Une présidence doit pouvoir gouverner. Elle ne gagne rien à transformer l’obéissance légitime en épreuve de soumission personnelle. « Get in line » devient dangereux précisément là : quand l’accord politique pèse davantage que la correspondance entre une expertise et une mission.
La charnière peut transmettre la volonté politique. Brisée, elle ne transmet plus rien.
Le précédent de 2017 n’est pas un détail
27 cadres déplacés, presque sans trace
Le premier mandat de Trump a déjà produit une secousse semblable à l’Intérieur. Entre juin et octobre 2017, 35 cadres de carrière ont reçu une proposition de réaffectation et 27 ont effectivement été déplacés sous Ryan Zinke. L’inspecteur général du ministère a ensuite constaté l’absence de plan écrit, de critères clairs, de procès-verbaux, de relevés de votes et de justification documentée pour les sélections.
Le rapport n’a pas déclaré les transferts illégaux. Faute de documentation, il n’a pas pu déterminer si les exigences fédérales avaient été respectées.

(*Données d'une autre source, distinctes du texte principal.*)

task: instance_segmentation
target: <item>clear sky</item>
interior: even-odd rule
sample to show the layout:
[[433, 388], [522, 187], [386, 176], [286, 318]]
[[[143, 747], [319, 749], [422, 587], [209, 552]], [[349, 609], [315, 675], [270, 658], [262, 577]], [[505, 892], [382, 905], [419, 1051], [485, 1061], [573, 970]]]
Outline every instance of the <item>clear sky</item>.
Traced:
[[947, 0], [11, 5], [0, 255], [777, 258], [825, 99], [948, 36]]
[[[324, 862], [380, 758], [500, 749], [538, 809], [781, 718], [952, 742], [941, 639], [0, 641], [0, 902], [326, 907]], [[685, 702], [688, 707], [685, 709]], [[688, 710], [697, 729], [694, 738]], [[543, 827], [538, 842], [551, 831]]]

Un conseil entièrement politique
L’Executive Resources Board de 2017 comptait 6 membres votants, tous nommés politiquement. Les orientations fédérales recommandaient pourtant un mélange de responsables politiques et de cadres de carrière afin de préserver la continuité, la mémoire institutionnelle et une perspective équilibrée. 2 cadres de carrière ne furent ajoutés qu’en novembre.
Sur 35 réaffectations proposées, 4 ne correspondaient pas aux raisons générales avancées; pas une seule ne correspondait aux 3. 26 personnes occupaient leur poste depuis moins de 5 ans, alors que la longue ancienneté faisait partie des justifications invoquées. L’histoire ne prouve pas le motif de 2026. Elle retire à l’administration le bénéfice de l’innocence procédurale.
Quand une méthode revient, le passé cesse d’être une comparaison. Il devient un avertissement.
30 jours, 90 jours, et le droit de répondre
Après 2017, Ray Limon, avec l’appui du secrétaire David Bernhardt, a aidé à structurer le processus : 30 jours de préavis dans la même région, 90 jours pour un changement d’agence et de lieu, avec possibilité de questionner et contester.
Ces délais internes étaient plus généreux que les minimums fédéraux de 15 et 60 jours. Ils reconnaissaient une évidence : déplacer un cadre ne consiste pas seulement à changer une case dans un fichier. Il faut vérifier les qualifications, préparer la relève, protéger la continuité et permettre à la personne de comprendre ce qui lui arrive.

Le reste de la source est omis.